Forbidden Fruit festival review: Lorde magnificent for Irish debut at Kilmainham
Lorde performing at the Forbidden Fruit Festival at the Royal Hospital in Kilmainham, Dublin. Picture: Kieran Frost/Redferns
In the video to her 2021 single Solar Power, Ella Yelich-O’Connor – aka New Zealand pop goddess Lorde – celebrates the sublime joy of a heatwave by dancing on a tropical beach. Those conditions were not quite recreated on the second day of Forbidden Fruit festival, which unfolded at Royal Hospital Kilmainham against a backdrop of brooding clouds and where rained on and off (mostly on) throughout the afternoon.
But Lorde was determined to bring the sunshine and by the end of her first ever Irish performance the swirling weather was vanquished, a sell-out crowd basking in imaginary rays.
This was a balmy high point as the two-dayer returned after a 36-month absence (thanks to you know what). Forbidden Fruit has always been a highlight of summer music and a gateway to festival season. An urban fest with evocative views over Dublin and without the need to slum it in a tent, it has a track record in championing new talent (Fontaines DC blew off the shutters in 2019) while imaginatively blending genres.
This year, the titanic electronica of Saturday headliners Bicep was juxtaposed with Lorde’s escapist pop on Sunday. The bill also celebrated Irish voices, with Dublin rapper Kojaque an early afternoon highlight on opening night.

Sunday had meanwhile delivered rubbish weather and the empathically wonky grooves of The Avalanches, the Australian duo blending crate-digging samples with fine-tuned melancholy. As the drizzle did its worst, the audience warmed to their simmering Antipodeon angst.
Lorde attracted a huge crowd and seemed genuinely struck by the enthusiasm swirling about Kilmainham along with the rain. She had brought bells and whistle production, revolving around a sort of high-concept staircase atop a representation of the sun.
There was lots from the Solar Power album, a fan-dividing exploration of solitude, new-age cults and 20-something spiritual growth (she recently turned 25). But because this was her first Irish show she was happy, too, to repurpose the evening into the greatest hits revue.
It was a reminder of just how much beautiful uncanniness her songbook contains. Green Light was an irresistible bop sprinkled with relationship blues; Homemade Dynamite highlighted both her eclectic dance style and rapping ability; Ribs, written when she was 15, was a powerful tribute to the fleeting intensity of adolescent friendship. And when she performed Royals, her 2013 number one, the venue burst into the largest mass singalong of the weekend.

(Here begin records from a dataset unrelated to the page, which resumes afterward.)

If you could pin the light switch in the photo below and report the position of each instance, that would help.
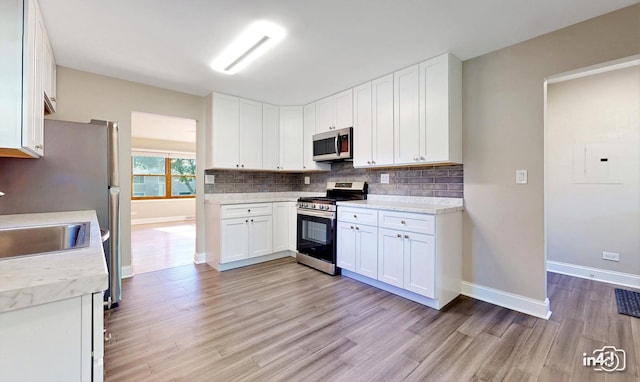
(521, 177)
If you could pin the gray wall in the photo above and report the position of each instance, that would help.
(441, 181)
(503, 130)
(589, 211)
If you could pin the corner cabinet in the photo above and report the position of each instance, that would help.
(243, 234)
(417, 256)
(27, 71)
(57, 341)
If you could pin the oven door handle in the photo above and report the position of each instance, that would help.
(328, 215)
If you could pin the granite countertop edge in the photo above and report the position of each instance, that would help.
(40, 279)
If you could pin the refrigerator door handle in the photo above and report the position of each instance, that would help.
(114, 169)
(115, 271)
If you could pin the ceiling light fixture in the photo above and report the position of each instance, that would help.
(252, 43)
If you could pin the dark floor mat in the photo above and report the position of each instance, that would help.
(628, 302)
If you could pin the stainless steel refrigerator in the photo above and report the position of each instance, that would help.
(79, 171)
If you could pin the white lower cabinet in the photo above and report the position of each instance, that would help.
(249, 233)
(415, 255)
(246, 237)
(57, 341)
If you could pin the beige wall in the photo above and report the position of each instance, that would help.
(594, 206)
(82, 96)
(503, 130)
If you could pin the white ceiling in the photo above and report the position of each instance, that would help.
(331, 44)
(154, 126)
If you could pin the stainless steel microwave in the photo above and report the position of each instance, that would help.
(335, 145)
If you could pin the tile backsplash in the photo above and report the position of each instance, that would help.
(438, 181)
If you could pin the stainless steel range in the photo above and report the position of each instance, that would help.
(316, 241)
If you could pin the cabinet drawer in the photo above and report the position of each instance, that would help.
(358, 215)
(406, 221)
(244, 210)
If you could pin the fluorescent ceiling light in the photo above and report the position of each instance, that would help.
(251, 44)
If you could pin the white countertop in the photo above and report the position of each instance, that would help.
(39, 279)
(425, 205)
(258, 197)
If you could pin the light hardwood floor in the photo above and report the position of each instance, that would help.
(162, 245)
(281, 321)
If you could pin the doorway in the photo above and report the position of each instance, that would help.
(163, 179)
(592, 172)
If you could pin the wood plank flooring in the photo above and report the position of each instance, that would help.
(281, 321)
(162, 245)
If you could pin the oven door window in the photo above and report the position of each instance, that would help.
(316, 237)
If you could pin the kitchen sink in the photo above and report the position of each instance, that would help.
(42, 239)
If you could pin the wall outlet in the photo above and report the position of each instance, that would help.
(521, 177)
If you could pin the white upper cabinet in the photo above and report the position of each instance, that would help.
(309, 126)
(362, 126)
(291, 136)
(250, 143)
(406, 94)
(270, 137)
(27, 71)
(335, 112)
(441, 109)
(382, 121)
(224, 150)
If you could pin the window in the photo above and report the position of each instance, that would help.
(162, 177)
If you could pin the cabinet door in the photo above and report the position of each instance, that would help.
(382, 120)
(260, 235)
(419, 263)
(280, 226)
(362, 128)
(250, 122)
(367, 251)
(407, 115)
(343, 109)
(324, 115)
(391, 257)
(346, 251)
(291, 135)
(234, 235)
(270, 137)
(225, 144)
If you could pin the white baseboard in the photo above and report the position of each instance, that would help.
(199, 258)
(164, 219)
(127, 271)
(611, 277)
(508, 300)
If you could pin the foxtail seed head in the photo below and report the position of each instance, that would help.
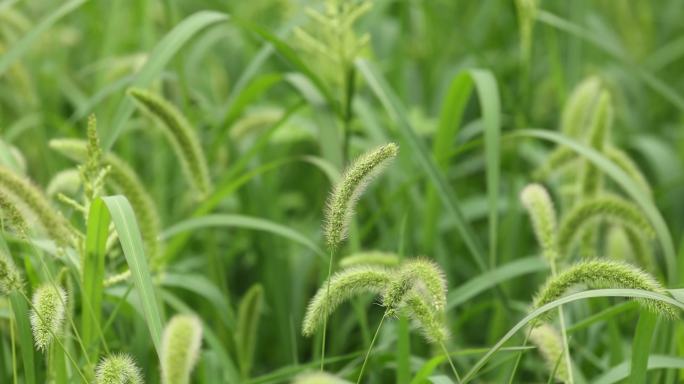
(343, 286)
(422, 278)
(28, 197)
(180, 348)
(608, 207)
(340, 206)
(604, 274)
(182, 137)
(118, 369)
(10, 278)
(550, 345)
(539, 206)
(579, 107)
(47, 315)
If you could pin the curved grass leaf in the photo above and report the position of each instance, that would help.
(397, 112)
(627, 293)
(159, 57)
(629, 185)
(241, 221)
(129, 236)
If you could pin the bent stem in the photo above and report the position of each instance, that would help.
(375, 336)
(451, 362)
(325, 319)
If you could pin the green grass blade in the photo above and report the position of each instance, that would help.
(493, 277)
(93, 276)
(18, 49)
(159, 58)
(622, 371)
(129, 236)
(631, 293)
(397, 112)
(241, 221)
(630, 187)
(641, 346)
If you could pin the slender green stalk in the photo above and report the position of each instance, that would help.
(370, 348)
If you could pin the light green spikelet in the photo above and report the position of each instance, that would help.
(29, 198)
(605, 274)
(11, 217)
(66, 182)
(181, 344)
(622, 160)
(183, 138)
(550, 345)
(579, 108)
(343, 286)
(430, 320)
(340, 206)
(125, 181)
(318, 378)
(527, 11)
(421, 277)
(47, 315)
(10, 277)
(591, 178)
(539, 206)
(378, 258)
(118, 369)
(608, 207)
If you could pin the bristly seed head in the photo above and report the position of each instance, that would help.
(118, 369)
(180, 348)
(47, 315)
(539, 206)
(340, 206)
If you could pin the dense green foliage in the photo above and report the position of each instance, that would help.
(217, 223)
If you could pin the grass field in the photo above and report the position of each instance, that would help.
(341, 191)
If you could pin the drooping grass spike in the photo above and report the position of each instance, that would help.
(11, 217)
(118, 369)
(550, 345)
(539, 206)
(183, 138)
(340, 206)
(430, 321)
(421, 277)
(605, 274)
(47, 315)
(343, 286)
(181, 344)
(10, 277)
(28, 198)
(125, 181)
(608, 207)
(379, 258)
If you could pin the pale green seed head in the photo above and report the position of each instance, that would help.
(343, 286)
(181, 344)
(604, 274)
(550, 345)
(539, 206)
(340, 206)
(611, 208)
(47, 315)
(118, 369)
(10, 277)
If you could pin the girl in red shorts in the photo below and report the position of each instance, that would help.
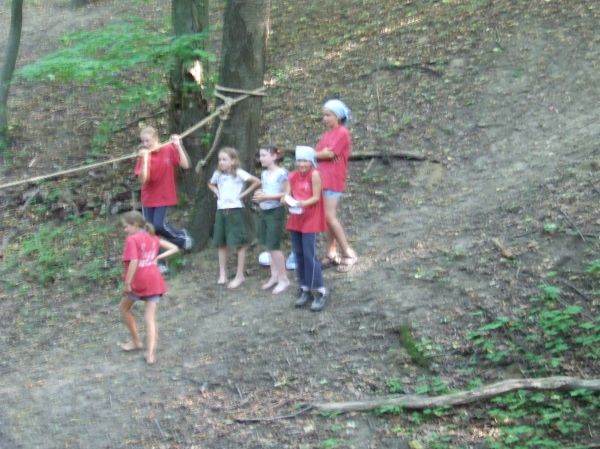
(143, 281)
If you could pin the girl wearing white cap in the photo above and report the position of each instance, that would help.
(333, 152)
(306, 219)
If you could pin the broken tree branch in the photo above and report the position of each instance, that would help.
(275, 418)
(419, 402)
(573, 225)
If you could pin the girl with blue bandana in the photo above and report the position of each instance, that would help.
(333, 152)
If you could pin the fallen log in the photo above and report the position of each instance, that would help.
(419, 402)
(366, 155)
(408, 155)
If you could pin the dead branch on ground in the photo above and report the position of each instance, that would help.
(419, 402)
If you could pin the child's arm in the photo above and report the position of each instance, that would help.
(214, 189)
(326, 154)
(145, 170)
(254, 184)
(170, 249)
(184, 159)
(131, 269)
(260, 196)
(314, 199)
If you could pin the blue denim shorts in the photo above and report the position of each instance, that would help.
(331, 194)
(134, 297)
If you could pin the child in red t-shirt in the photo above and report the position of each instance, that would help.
(306, 219)
(143, 281)
(155, 170)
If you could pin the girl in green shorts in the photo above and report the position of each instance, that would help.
(227, 183)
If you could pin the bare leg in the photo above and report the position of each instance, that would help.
(151, 331)
(129, 320)
(273, 279)
(336, 230)
(239, 275)
(278, 263)
(222, 265)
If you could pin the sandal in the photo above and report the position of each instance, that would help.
(346, 264)
(329, 261)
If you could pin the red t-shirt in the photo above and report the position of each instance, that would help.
(160, 189)
(147, 280)
(312, 218)
(334, 172)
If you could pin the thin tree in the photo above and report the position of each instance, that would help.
(8, 68)
(188, 106)
(243, 64)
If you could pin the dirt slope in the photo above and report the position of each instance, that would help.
(509, 109)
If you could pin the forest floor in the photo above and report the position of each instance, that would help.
(499, 97)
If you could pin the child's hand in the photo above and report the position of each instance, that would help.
(259, 196)
(176, 139)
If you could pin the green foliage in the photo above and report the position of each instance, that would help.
(129, 59)
(541, 419)
(331, 443)
(550, 331)
(79, 251)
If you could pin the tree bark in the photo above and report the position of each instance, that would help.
(243, 64)
(8, 68)
(187, 107)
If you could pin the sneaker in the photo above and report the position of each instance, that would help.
(304, 298)
(319, 301)
(290, 263)
(188, 242)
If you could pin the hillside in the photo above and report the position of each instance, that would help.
(499, 98)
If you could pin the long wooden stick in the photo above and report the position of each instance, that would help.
(419, 402)
(187, 132)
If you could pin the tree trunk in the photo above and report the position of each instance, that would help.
(8, 68)
(245, 31)
(188, 107)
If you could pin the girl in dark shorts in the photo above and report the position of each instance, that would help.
(272, 217)
(143, 281)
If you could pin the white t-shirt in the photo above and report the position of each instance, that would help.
(230, 187)
(272, 183)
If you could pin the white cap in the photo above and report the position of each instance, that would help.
(264, 259)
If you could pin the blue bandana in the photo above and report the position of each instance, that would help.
(304, 153)
(341, 111)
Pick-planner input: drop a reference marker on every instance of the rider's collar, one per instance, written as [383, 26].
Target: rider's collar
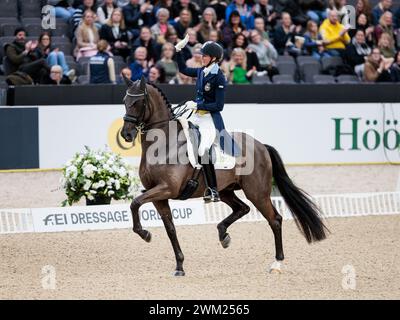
[212, 68]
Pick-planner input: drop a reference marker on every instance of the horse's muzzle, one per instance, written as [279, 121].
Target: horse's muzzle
[129, 136]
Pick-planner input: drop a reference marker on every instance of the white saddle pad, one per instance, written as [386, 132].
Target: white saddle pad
[223, 161]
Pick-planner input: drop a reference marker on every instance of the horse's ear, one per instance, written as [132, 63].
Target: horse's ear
[143, 84]
[128, 81]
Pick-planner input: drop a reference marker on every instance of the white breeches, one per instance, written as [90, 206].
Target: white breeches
[207, 131]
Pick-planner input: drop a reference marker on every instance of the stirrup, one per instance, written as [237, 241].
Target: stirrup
[211, 195]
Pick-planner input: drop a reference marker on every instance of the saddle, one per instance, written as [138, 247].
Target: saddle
[222, 161]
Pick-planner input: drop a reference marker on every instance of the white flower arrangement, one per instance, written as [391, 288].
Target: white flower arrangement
[98, 174]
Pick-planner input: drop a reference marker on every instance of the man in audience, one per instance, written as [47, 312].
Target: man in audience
[20, 56]
[334, 34]
[102, 67]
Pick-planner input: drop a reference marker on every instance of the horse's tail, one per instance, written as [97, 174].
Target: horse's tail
[306, 213]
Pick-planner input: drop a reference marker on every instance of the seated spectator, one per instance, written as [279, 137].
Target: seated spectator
[386, 46]
[259, 25]
[193, 39]
[284, 37]
[79, 13]
[57, 77]
[102, 67]
[53, 55]
[166, 62]
[179, 5]
[133, 12]
[266, 53]
[140, 66]
[116, 34]
[87, 37]
[316, 10]
[156, 75]
[266, 11]
[385, 25]
[195, 60]
[293, 7]
[377, 67]
[105, 11]
[161, 28]
[21, 57]
[240, 41]
[219, 7]
[334, 34]
[395, 68]
[125, 72]
[313, 44]
[362, 23]
[63, 9]
[184, 22]
[245, 13]
[380, 9]
[237, 70]
[231, 28]
[152, 48]
[208, 23]
[340, 7]
[364, 7]
[357, 52]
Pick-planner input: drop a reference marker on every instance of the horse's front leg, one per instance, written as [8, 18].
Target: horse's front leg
[164, 210]
[157, 193]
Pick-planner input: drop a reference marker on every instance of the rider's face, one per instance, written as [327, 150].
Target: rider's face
[205, 59]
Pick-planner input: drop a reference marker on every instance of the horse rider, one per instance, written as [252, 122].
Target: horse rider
[210, 87]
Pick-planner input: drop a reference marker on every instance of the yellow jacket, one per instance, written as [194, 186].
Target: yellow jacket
[331, 32]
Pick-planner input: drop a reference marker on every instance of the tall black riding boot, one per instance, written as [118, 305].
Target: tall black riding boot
[211, 193]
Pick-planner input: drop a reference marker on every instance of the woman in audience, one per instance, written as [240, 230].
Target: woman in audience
[184, 22]
[395, 68]
[166, 62]
[377, 67]
[140, 66]
[386, 45]
[145, 40]
[87, 36]
[313, 44]
[161, 28]
[105, 11]
[385, 26]
[116, 34]
[156, 75]
[266, 53]
[237, 70]
[233, 27]
[357, 52]
[53, 55]
[208, 23]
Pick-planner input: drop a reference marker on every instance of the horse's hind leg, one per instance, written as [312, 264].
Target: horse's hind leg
[165, 211]
[239, 210]
[264, 205]
[159, 192]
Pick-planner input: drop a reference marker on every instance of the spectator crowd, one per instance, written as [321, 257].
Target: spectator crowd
[262, 39]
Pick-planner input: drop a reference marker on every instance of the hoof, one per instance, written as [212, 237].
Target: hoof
[147, 237]
[275, 267]
[226, 242]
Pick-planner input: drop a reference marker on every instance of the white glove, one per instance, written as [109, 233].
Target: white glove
[181, 44]
[191, 105]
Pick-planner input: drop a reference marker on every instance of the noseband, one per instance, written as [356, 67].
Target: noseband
[138, 122]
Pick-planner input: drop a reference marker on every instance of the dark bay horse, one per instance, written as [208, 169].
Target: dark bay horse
[147, 109]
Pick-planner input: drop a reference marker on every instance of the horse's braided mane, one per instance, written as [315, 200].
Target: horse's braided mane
[162, 95]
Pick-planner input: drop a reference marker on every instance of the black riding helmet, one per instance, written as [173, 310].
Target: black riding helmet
[212, 49]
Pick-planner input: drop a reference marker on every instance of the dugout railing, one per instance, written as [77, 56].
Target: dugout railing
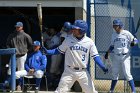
[12, 53]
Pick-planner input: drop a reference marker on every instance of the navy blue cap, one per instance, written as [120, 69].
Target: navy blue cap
[36, 43]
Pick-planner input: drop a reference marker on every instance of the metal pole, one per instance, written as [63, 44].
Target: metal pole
[13, 70]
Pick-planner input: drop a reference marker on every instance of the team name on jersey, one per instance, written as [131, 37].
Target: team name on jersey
[119, 39]
[79, 48]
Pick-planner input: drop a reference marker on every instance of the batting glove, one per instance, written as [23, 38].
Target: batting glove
[106, 55]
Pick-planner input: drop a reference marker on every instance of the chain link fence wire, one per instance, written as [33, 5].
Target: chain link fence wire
[103, 13]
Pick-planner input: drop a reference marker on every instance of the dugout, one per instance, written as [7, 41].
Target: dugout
[55, 13]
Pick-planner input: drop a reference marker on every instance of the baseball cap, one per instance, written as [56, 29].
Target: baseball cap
[80, 24]
[19, 24]
[118, 22]
[36, 43]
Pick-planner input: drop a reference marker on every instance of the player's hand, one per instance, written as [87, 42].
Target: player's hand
[132, 44]
[106, 55]
[105, 70]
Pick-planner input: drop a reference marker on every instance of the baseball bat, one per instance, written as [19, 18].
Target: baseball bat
[39, 11]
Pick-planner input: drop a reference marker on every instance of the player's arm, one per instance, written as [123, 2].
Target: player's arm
[108, 51]
[94, 54]
[134, 42]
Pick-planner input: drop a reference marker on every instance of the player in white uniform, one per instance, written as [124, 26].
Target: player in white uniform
[121, 42]
[77, 48]
[66, 30]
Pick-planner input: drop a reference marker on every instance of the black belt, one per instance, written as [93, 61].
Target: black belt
[76, 68]
[121, 54]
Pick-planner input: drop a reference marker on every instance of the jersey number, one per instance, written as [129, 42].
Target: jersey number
[83, 57]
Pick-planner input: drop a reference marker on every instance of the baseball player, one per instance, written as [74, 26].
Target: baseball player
[34, 65]
[66, 30]
[23, 43]
[77, 48]
[121, 42]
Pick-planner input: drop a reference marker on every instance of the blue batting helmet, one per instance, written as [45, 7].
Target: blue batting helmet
[36, 43]
[118, 22]
[67, 26]
[82, 25]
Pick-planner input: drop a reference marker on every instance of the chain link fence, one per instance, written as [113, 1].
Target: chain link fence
[103, 12]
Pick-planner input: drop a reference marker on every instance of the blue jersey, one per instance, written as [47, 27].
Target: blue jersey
[36, 61]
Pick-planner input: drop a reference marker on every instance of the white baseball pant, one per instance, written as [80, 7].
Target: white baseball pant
[20, 61]
[70, 75]
[121, 62]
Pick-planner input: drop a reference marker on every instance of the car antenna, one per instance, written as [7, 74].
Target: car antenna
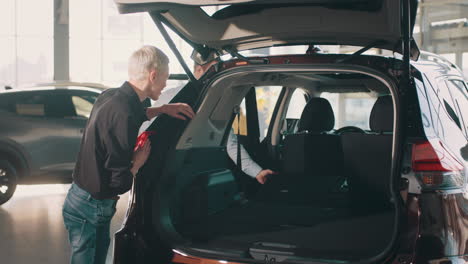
[234, 53]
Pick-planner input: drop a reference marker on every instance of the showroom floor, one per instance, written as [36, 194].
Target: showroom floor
[31, 225]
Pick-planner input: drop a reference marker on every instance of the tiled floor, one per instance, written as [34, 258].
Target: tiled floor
[31, 225]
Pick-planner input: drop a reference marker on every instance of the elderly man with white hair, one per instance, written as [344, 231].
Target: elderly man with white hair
[107, 161]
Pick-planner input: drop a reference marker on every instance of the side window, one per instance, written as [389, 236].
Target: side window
[267, 96]
[351, 109]
[83, 103]
[30, 104]
[59, 104]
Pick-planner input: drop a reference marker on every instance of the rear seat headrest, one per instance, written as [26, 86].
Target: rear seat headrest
[317, 116]
[381, 118]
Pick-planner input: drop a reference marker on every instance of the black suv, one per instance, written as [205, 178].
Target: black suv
[40, 132]
[369, 149]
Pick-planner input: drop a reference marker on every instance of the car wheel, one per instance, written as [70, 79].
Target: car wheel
[8, 181]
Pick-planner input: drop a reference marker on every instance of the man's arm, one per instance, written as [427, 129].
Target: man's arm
[119, 142]
[177, 110]
[249, 166]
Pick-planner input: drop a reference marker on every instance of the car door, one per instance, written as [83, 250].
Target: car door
[48, 144]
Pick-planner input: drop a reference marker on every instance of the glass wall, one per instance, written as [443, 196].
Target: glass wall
[101, 40]
[26, 41]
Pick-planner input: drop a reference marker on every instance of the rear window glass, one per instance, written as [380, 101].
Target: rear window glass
[351, 109]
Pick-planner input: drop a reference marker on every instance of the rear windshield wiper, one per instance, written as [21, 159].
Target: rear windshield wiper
[361, 51]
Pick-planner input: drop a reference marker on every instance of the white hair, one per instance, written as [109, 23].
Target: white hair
[144, 60]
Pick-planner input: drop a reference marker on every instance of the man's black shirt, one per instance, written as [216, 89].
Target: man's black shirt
[104, 161]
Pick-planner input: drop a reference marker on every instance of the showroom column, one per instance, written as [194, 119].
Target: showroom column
[61, 40]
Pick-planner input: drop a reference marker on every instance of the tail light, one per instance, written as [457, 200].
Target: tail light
[142, 138]
[436, 167]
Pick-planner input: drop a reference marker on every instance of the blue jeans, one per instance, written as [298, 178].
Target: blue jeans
[87, 221]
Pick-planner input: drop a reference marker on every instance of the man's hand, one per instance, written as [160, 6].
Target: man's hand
[262, 176]
[140, 156]
[177, 110]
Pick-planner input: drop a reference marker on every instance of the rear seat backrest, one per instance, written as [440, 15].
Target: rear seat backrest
[368, 157]
[313, 154]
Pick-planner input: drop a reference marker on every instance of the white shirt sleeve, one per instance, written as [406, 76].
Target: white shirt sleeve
[249, 166]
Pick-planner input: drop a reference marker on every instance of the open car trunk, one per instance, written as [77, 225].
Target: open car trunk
[332, 199]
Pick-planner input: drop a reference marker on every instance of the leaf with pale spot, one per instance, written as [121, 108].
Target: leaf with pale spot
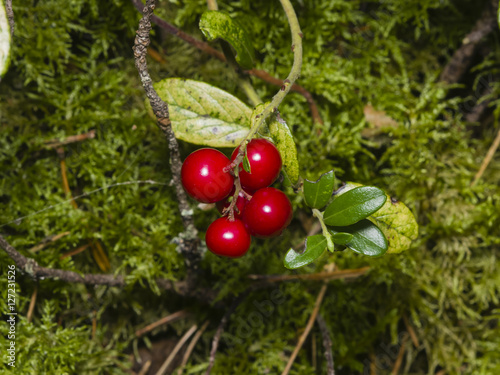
[395, 220]
[203, 114]
[5, 40]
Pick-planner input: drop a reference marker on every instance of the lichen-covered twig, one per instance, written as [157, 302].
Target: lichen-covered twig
[189, 241]
[191, 346]
[327, 344]
[263, 75]
[334, 275]
[10, 15]
[34, 270]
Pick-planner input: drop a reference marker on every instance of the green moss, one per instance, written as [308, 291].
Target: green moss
[72, 71]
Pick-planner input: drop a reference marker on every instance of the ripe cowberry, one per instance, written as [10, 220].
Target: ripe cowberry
[203, 177]
[228, 238]
[267, 213]
[265, 164]
[241, 202]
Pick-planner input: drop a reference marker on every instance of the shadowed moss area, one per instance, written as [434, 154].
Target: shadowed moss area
[72, 71]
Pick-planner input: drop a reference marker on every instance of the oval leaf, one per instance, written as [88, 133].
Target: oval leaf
[341, 238]
[315, 246]
[4, 40]
[318, 193]
[398, 224]
[203, 114]
[354, 205]
[216, 24]
[283, 139]
[367, 238]
[395, 220]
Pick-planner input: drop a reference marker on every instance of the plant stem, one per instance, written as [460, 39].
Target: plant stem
[287, 83]
[326, 233]
[212, 5]
[247, 87]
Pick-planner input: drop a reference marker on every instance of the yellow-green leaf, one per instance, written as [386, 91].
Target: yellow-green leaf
[203, 114]
[285, 144]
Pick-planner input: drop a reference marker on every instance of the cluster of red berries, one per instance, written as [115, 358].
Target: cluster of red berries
[259, 211]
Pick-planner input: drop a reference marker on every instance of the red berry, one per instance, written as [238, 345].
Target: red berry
[241, 202]
[267, 213]
[265, 164]
[203, 177]
[228, 238]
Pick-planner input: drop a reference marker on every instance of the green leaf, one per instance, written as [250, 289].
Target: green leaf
[216, 24]
[285, 144]
[367, 238]
[203, 114]
[395, 220]
[341, 238]
[246, 164]
[398, 224]
[315, 246]
[5, 40]
[354, 205]
[318, 193]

“The sun is out, it’s been too long,” Kojaque had declared Saturday, during his rewarding post-teatime set (after which some audience members had departed early to attend the Billie Eilish concert at 3Arena).
Twenty-four hours later, as Lorde rocked Kilmainham, the sun had vanished and yet the message was the same. It had been too long and it was a delight both to welcome back Forbidden Fruit and to finally witness Lorde walking on water among her Irish worshippers.